After having visited Kuala Lumpur many times, we were running out of things to do. I do love Kuala Lumpur, and make sure that I try to stop over on all our westward international trips. However there is only so much eating and shopping you can do after you’ve seen the sights, and one must do something!
I brainstormed. Malay cuisine is one of my favourite cuisines in the world, why don’t I try to do something with that idea?
That was when I signed up with Lazat cooking school.
Like most cooking schools, we were first taken to the local markets for a stroll. Ana pointed out some interesting herbs and spices, taught us how to distinguish between a range of the different types of gingers (who knew there were more than one?), sampled a range of ground spice combinations and tasted some freshly made Roti Canai along the way.
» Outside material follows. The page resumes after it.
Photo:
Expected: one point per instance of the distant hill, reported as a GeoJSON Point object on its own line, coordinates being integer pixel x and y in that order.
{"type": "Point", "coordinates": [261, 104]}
I am in no way domestic at home, and was relieved to find that all the ingredients had been washed, cut and laid out in order of cooking back at the school. We had a short demonstration of a few basic skills, including how to grind herbs the Malay way and how to use the one knife to do all sorts of cuttings (which makes me wonder why we have different knives for different things when they can just do with one).
Then it was to our work stations for a cook off.
Along with other dishes, we learned how to make Nasi Lemak with Prawn Sambal (coconut rice and spicy prawns), a traditional Malay dish that is one of our favourites in Malaysia. The process required a lot of crushing of the herbs and slow cooking on the stove top. Our fellow students each wanted to make it just like how it is when the teacher made it, so the competition was on!
Unfortunately, passion did not prevail; my Sambal turned out a little too watery and a fellow classmate’s Sambal burned. Nevertheless, we at least tried!
We ate what we cooked for lunch, each of us with a satisfied grin on our face. Never again will we rely on the pre-packed sauces, when we can make Malaysian like the Malaysians!